I felt as though someone was lying next to me in bed […]. I was afraid he’d broken into my room and was in bed with me, so I kept trying to wake up, but couldn’t.

Finally, I woke up, only to find that my entire room had been ransacked, all my furniture lying broken and strewn in pieces about the floor. I was alone, and I stumbled around, panicking and crying out, “What’s going on?” I couldn’t understand what was happening, or what had happened while I’d been sleeping. Everything was a mess, and I hadn’t been woken by any of the vandalism.

I went to the bathroom, as is my usual waking routine, only to look in the mirror and find my face beaten up, my left eye torn by a gash across it. And once again, I was filled with the horrible feeling of being unable to understand what was happening. I realized that I must still be dreaming, and kept trying desperately to wake, but couldn’t. It was like a heavy weight was pressing down on my consciousness, and I couldn’t rise up out of it.

Around me, the bathroom was a mess – ruined and shattered. It was much larger than my bathroom in real life – longer, with a bath tub, and a broken length of something lying on the floor beside the tub. It was dark – I hadn’t turned on the lights. I still kept trying to make sense of what was happening and to wake.

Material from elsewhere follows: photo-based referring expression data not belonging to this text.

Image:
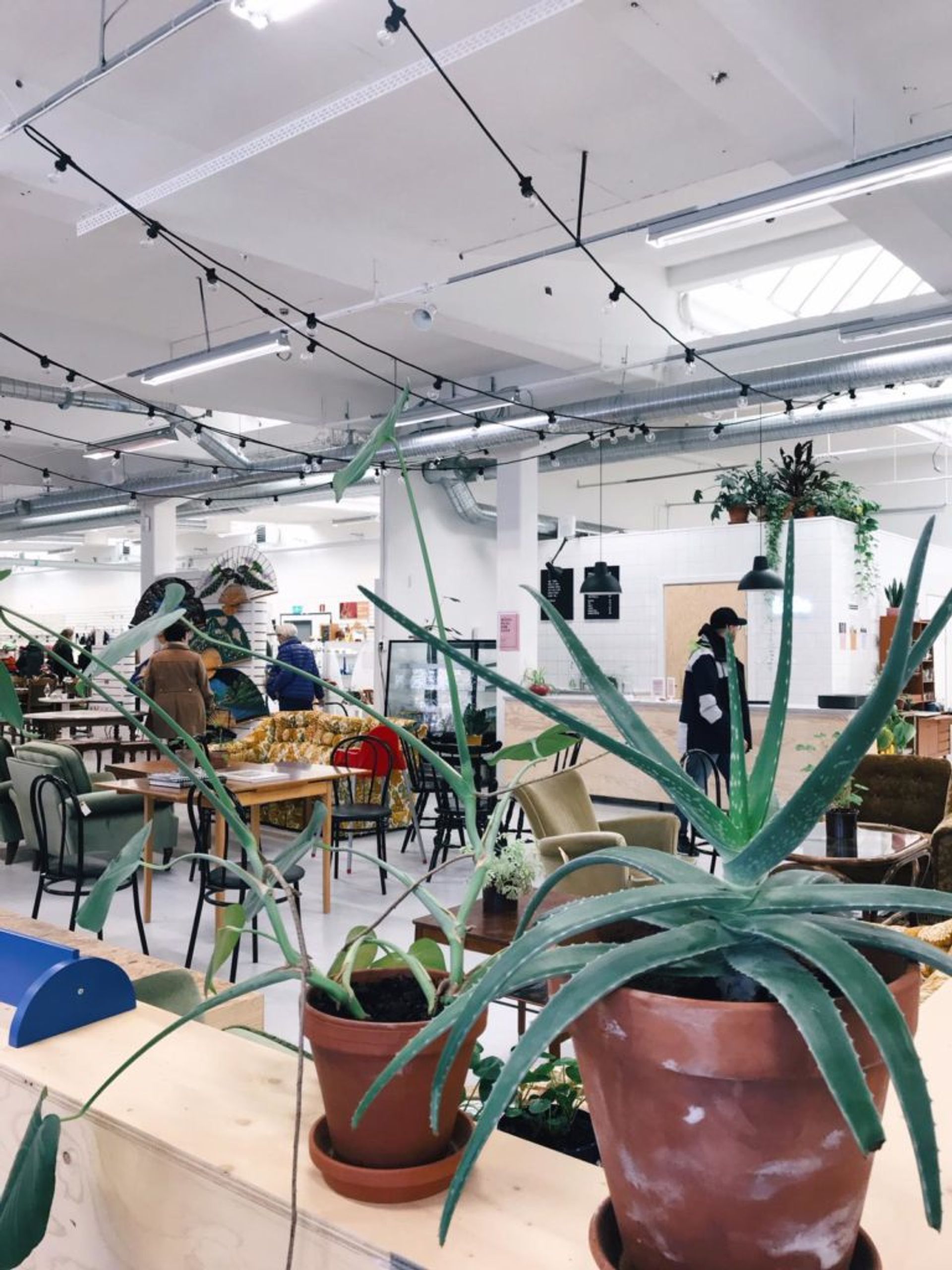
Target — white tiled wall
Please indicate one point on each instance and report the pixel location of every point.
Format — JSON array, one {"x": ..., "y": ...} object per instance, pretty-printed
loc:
[{"x": 633, "y": 648}]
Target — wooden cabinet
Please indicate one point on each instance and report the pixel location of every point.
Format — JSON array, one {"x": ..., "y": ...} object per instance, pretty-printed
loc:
[
  {"x": 932, "y": 733},
  {"x": 922, "y": 686}
]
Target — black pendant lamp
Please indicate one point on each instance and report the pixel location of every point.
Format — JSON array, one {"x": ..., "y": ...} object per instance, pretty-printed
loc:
[
  {"x": 601, "y": 582},
  {"x": 761, "y": 577}
]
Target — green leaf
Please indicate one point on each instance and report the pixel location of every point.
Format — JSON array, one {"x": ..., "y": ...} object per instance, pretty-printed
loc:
[
  {"x": 875, "y": 1005},
  {"x": 790, "y": 826},
  {"x": 225, "y": 942},
  {"x": 714, "y": 824},
  {"x": 508, "y": 969},
  {"x": 574, "y": 999},
  {"x": 382, "y": 436},
  {"x": 767, "y": 760},
  {"x": 135, "y": 638},
  {"x": 656, "y": 864},
  {"x": 175, "y": 991},
  {"x": 10, "y": 709},
  {"x": 547, "y": 743},
  {"x": 738, "y": 766},
  {"x": 28, "y": 1196},
  {"x": 94, "y": 908},
  {"x": 822, "y": 1026}
]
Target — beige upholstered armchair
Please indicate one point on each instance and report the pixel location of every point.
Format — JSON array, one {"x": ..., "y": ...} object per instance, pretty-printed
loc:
[{"x": 564, "y": 822}]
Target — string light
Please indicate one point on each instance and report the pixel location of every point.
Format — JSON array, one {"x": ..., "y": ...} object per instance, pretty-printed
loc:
[
  {"x": 391, "y": 26},
  {"x": 615, "y": 295}
]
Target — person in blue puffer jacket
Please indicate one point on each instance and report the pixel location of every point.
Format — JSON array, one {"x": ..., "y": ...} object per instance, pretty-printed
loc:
[{"x": 290, "y": 690}]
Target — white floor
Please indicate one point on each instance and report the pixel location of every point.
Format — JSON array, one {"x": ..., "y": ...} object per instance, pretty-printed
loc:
[{"x": 356, "y": 899}]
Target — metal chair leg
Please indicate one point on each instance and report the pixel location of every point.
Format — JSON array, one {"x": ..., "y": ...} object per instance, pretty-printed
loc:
[{"x": 139, "y": 913}]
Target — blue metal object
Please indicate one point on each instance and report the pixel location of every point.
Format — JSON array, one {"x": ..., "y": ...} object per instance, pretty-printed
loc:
[{"x": 55, "y": 990}]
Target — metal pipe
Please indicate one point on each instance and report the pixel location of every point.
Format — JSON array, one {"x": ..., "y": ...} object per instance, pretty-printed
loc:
[{"x": 127, "y": 55}]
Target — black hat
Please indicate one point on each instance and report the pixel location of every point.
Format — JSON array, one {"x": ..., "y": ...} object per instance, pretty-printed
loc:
[{"x": 721, "y": 618}]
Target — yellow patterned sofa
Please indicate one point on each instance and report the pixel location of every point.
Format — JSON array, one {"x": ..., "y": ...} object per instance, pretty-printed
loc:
[{"x": 309, "y": 737}]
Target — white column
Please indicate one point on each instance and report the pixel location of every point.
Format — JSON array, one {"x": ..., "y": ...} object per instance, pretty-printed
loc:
[
  {"x": 517, "y": 566},
  {"x": 158, "y": 526}
]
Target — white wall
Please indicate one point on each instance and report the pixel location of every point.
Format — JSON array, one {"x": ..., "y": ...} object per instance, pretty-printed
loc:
[{"x": 633, "y": 648}]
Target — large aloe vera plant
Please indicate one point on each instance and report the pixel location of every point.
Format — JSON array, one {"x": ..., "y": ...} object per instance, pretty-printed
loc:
[{"x": 772, "y": 929}]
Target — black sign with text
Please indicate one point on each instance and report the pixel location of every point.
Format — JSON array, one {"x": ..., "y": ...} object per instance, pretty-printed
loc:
[
  {"x": 559, "y": 588},
  {"x": 603, "y": 609}
]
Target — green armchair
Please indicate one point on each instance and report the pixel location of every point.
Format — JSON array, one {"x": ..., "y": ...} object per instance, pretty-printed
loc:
[
  {"x": 111, "y": 818},
  {"x": 565, "y": 826},
  {"x": 10, "y": 831}
]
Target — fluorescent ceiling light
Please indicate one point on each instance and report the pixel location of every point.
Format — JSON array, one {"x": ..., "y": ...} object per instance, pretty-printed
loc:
[
  {"x": 327, "y": 112},
  {"x": 262, "y": 13},
  {"x": 873, "y": 328},
  {"x": 214, "y": 359},
  {"x": 861, "y": 177},
  {"x": 135, "y": 441}
]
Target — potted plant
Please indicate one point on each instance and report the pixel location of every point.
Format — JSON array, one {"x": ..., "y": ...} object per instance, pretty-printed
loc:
[
  {"x": 805, "y": 1010},
  {"x": 511, "y": 874},
  {"x": 537, "y": 683},
  {"x": 547, "y": 1108},
  {"x": 477, "y": 724},
  {"x": 895, "y": 591},
  {"x": 843, "y": 820},
  {"x": 731, "y": 497}
]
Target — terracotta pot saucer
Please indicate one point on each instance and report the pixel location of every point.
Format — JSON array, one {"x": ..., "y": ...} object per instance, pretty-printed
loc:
[
  {"x": 388, "y": 1185},
  {"x": 606, "y": 1244}
]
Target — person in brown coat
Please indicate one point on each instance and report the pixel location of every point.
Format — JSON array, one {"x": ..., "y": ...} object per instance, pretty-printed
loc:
[{"x": 177, "y": 680}]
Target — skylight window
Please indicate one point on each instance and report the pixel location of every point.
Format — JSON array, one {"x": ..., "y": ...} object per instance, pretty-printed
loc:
[{"x": 833, "y": 284}]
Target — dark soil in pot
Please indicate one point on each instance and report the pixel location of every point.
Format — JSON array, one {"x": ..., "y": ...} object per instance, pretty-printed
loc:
[
  {"x": 721, "y": 1144},
  {"x": 579, "y": 1142},
  {"x": 350, "y": 1055}
]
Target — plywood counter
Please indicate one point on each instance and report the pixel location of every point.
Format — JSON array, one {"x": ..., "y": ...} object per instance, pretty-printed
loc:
[
  {"x": 178, "y": 1170},
  {"x": 611, "y": 778}
]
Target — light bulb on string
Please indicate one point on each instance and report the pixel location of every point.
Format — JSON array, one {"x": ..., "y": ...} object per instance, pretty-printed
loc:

Eventually, my dream changed, and there were all these cute, blue, fuzzy creatures in an arctic environment, sitting on the ice floes. But I don’t remember much anymore – except that maybe I was at a mall and trying to buy the creatures. I’d ceased to realize that I was dreaming and slept peacefully on, until I finally woke up, feeling very refreshed – and relieved to find that my room was completely orderly, sans vandalism, everything was normal, and that it had all been a dream.